– Мне тут хорошо, – проговорила младшая Рудлог, словно подслушав мысли старшей сестры. – Здесь столько всего, Ани! Я все время нахожу то, что меня вдохновляет.
– Значит, в Истаил ты не хочешь? – поинтересовалась Владычица, внимательно глядя на сестру.
– Нет, – быстро вырвалось у Каролины, и она закрыла рот и покраснела. – Ани, я скучаю по тебе. И Истаил тоже красивый. Но… ты же не обидишься, а?
– Говори честно, – усмехнулась Ангелина, глядя на раскрасневшегося ребенка. И опять младшая эхом ее мыслей протараторила:
– Понимаешь, я тебя люблю, очень люблю, но рядом с тобой я еще маленькая. А здесь я взрослая! Меня узнают, здороваются! В гости приглашают… Просят нарисовать себя, детей… Ну… понимаешь? Конечно, – она опустила глаза, – если ты скажешь, я поеду с тобой. Но я бы хотела остаться. Только не обижайся, пожалуйста! – Каролина умоляюще сложила руки и скорчила умильную физиономию. – Ты все равно все время занята!
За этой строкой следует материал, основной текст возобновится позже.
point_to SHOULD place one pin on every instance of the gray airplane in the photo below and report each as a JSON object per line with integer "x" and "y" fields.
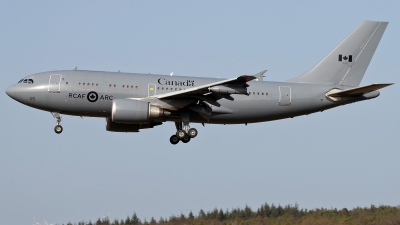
{"x": 131, "y": 101}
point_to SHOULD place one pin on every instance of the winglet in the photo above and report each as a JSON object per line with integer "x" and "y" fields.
{"x": 260, "y": 76}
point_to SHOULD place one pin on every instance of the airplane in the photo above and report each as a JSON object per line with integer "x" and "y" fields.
{"x": 131, "y": 101}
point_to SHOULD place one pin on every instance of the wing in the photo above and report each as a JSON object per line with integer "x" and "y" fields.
{"x": 229, "y": 86}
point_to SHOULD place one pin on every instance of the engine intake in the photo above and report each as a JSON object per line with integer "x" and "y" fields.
{"x": 135, "y": 111}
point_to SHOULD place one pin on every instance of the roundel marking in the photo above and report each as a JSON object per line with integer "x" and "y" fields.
{"x": 92, "y": 96}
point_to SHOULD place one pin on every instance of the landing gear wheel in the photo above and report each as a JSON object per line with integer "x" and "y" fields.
{"x": 58, "y": 129}
{"x": 192, "y": 132}
{"x": 186, "y": 139}
{"x": 174, "y": 140}
{"x": 181, "y": 134}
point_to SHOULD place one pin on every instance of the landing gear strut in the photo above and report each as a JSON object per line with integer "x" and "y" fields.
{"x": 58, "y": 128}
{"x": 183, "y": 133}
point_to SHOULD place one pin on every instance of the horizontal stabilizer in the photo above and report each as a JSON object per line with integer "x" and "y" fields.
{"x": 260, "y": 76}
{"x": 357, "y": 91}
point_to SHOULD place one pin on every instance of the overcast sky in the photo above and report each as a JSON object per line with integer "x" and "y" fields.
{"x": 344, "y": 157}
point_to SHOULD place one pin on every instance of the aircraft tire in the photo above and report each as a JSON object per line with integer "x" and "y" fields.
{"x": 181, "y": 134}
{"x": 186, "y": 139}
{"x": 58, "y": 129}
{"x": 174, "y": 140}
{"x": 192, "y": 132}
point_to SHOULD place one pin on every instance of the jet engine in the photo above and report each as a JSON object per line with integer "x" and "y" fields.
{"x": 135, "y": 111}
{"x": 123, "y": 127}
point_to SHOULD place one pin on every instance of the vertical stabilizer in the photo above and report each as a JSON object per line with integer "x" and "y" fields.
{"x": 347, "y": 62}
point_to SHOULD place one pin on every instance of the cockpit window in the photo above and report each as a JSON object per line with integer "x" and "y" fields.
{"x": 29, "y": 81}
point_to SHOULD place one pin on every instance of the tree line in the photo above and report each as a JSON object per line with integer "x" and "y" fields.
{"x": 269, "y": 215}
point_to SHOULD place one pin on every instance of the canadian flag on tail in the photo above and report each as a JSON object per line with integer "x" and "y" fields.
{"x": 345, "y": 58}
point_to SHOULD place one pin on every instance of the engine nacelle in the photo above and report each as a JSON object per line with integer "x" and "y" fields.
{"x": 229, "y": 89}
{"x": 135, "y": 111}
{"x": 123, "y": 127}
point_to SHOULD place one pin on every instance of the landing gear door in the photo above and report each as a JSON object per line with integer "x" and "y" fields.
{"x": 152, "y": 89}
{"x": 54, "y": 83}
{"x": 285, "y": 96}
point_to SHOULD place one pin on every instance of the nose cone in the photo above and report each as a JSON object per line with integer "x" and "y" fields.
{"x": 11, "y": 91}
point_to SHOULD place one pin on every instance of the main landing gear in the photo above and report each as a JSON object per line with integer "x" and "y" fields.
{"x": 183, "y": 133}
{"x": 58, "y": 128}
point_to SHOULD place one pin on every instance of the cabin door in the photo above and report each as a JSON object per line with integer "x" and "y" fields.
{"x": 152, "y": 89}
{"x": 54, "y": 83}
{"x": 285, "y": 98}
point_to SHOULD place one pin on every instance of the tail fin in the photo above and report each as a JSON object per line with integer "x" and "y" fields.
{"x": 347, "y": 62}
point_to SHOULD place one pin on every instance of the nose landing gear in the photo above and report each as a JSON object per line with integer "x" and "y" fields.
{"x": 183, "y": 133}
{"x": 58, "y": 128}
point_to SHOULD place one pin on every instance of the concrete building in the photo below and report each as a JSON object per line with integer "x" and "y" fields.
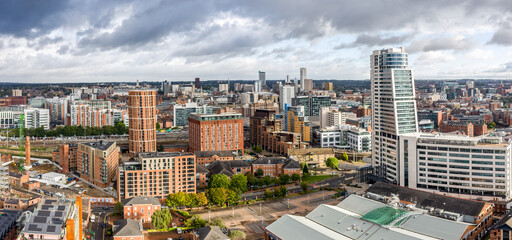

– Это правда, – проговорила Ангелина сдержанно. – Хорошо, я оставлю тебя здесь, Кариш. Но в ближайшем будущем нам с тобой нужно будет навестить Йеллоувинь.
– Зачем? – с любопытством вскинула голову младшая Рудлог.
– Я попросила императора помочь тебе с приступами предвидения, – спокойно объяснила Ангелина.
Каролина покраснела и опустила глаза.
– Папа рассказал, да?
– Папа, – кивнула Ани. – А должна была – ты.
– Но это же редко случается, – жалобно и немного испуганно проговорила младшая принцесса. – Я и не помню, что видела. Почти не помню… И честно-честно про вас не было ничего!
Ангелина пересела к ней на кровать и приобняла – хотя сестричка давно уже обогнала ее по росту, но прижалась, как маленькая, и Ани погладила ее по плечу, по волосам.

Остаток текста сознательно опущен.